Entretanto, o banco Sabadell decidiu mudar a sua sede social para Alicante. O CaixaBank, que controla o BPI, seguiu o mesmo caminho e vai mudar-se para Valência. Mesmo assim, a Generalitat não parece querer recuar, e considera que tais mudanças podem ter um pacto mínimo na economia. Convém realçar que é da Catalunha que vem um quinto da riqueza anual de Espanha, sendo que o PIB da região é, por exemplo, superior ao de Portugal.

O que acontece depois da declaração unilateral de independência?

As ambições independentistas da Catalunha não são de agora. No século XVI, a região passou a fazer parte de Espanha, após o casamento de Fernando II de Aragão com Isabel I de Castela. A sua soberania foi abolida em 1714, e a sua autonomia foi conquistada em 1931. Mas, durante a ditadura franquista, a repressão sobre a Catalunha foi imensa, impedindo quaisquer ambições de maior soberania.

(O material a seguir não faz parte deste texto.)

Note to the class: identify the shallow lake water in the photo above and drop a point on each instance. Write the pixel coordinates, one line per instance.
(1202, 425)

Situada no nordeste de Espanha, é uma das 17 comunidades autónomas de Espanha, com um governo e um parlamento regional, bem como polícia própria, os Mossos d´Esquadra. Para lá disso, tem a sua própria língua e uma cultura muito singular.

Nos últimos anos, o movimento independentista ganhou força, culminando, em 2014, com um referendo consultivo, em que 80% dos votantes manifestou vontade de ver a Catalunha independente de Espanha. No passado domingo, foram mais de 90% a demonstrar essa intenção, mesmo contra a repressão policial que os tentou impedir. O que irá acontecer agora?

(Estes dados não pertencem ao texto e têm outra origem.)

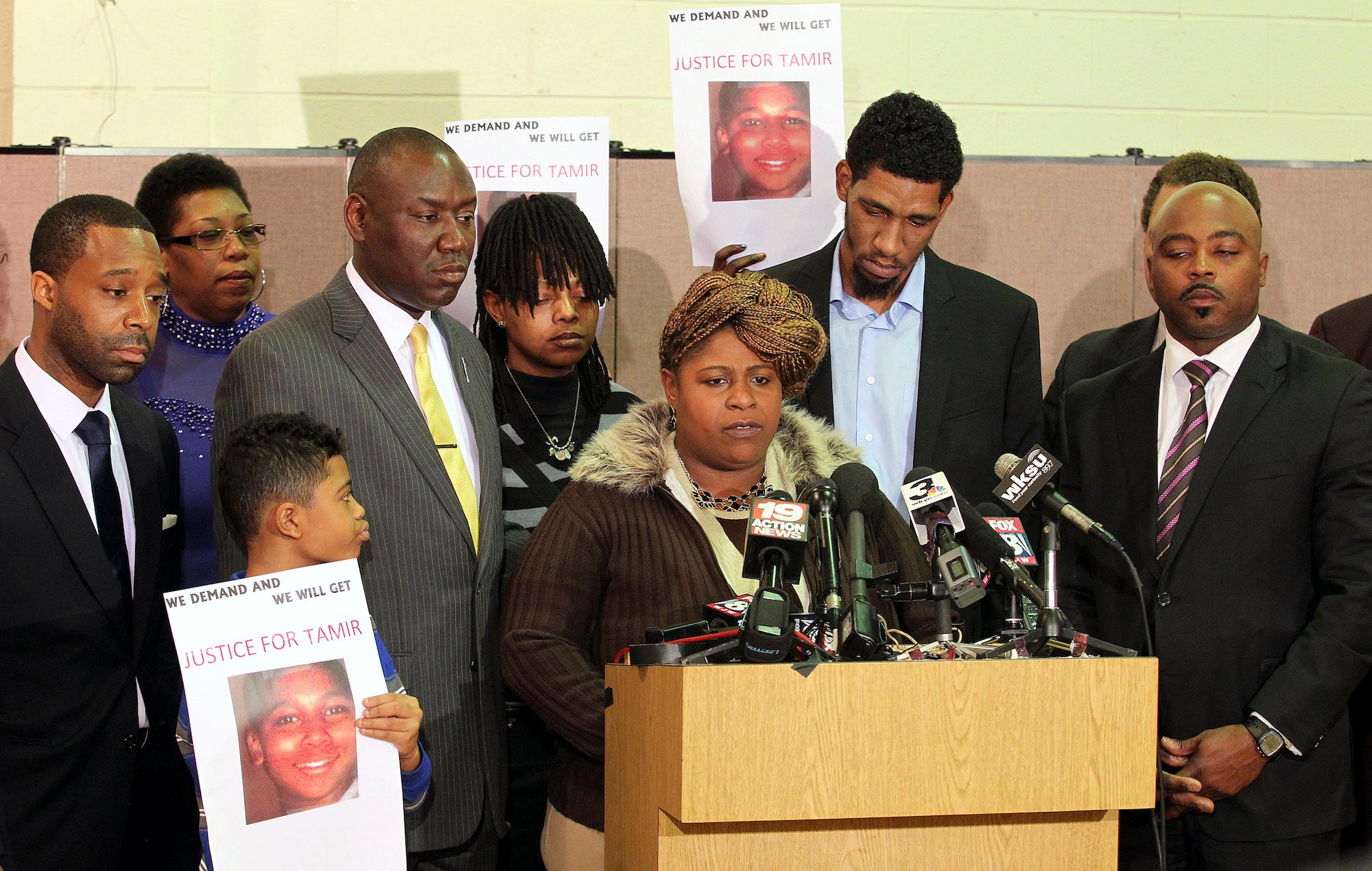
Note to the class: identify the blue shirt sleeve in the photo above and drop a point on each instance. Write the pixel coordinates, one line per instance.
(415, 784)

São mais as questões do que as respostas. À luz da constituição espanhola, o referendo foi ilegal pelo que não tem caráter vinculativo. Segundo a mesma, “a constituição [espanhola] é baseada na unidade indissolúvel da nação espanhola, pátria indivisível de todos os espanhóis”. Além disso, “garante o direito à autonomia das nacionalidades e regiões que a compõem, bem como a solidariedade entre eles”.

Apesar de ilegal, perante a intransigência de Madrid em aceitar a possibilidade de referendar o futuro da Catalunha, Carles Puigdemont decidiu avançar. No entanto, apenas 42% dos catalães votaram, apesar de esta participação ter sido influenciada pelos constrangimentos impostos pelas autoridades espanholas – recorde-se que mais de quatro mil membros da Guarda Civil foram destacados para a Catalunha com a missão de fechar assembleias de voto e apreender urnas. Certamente que a posição dos independentistas sairia reforçada com um referendo com maior participação, e é expectável que o “sim” saísse sempre vencedor.

Chegamos a um ponto em que, se nada de extraordinário acontecer, será uma questão de dias até ser proclamada unilateralmente a independência. Quando tal acontecer, é incerto o que Madrid fará a seguir, mas invocar o artigo 155 da constituição é um dos cenários em cima da mesa. Segundo este artigo, “se uma comunidade autónoma não cumprir as obrigações da constituição ou outras leis que se imponham, ou atuar de forma que ameace gravemente o interesse geral de Espanha, o governo (…) poderá adotar as medidas necessárias para obrigar esta ao cumprimento forçado das ditas obrigações”. Resta saber em que podem consistir, concretamente, essas “medidas necessárias”.

Depois da forma como a polícia espanhola agiu no referendo de domingo, teme-se o pior. Certo é que Espanha e a Europa não serão as mesmas depois de Carles Puigdemont dar voz ao desejo de milhões de catalães que ambicionam a independência, mesmo que para isso tenham de enfrentar os bastões da polícia e a intransigência do rei e do primeiro-ministro.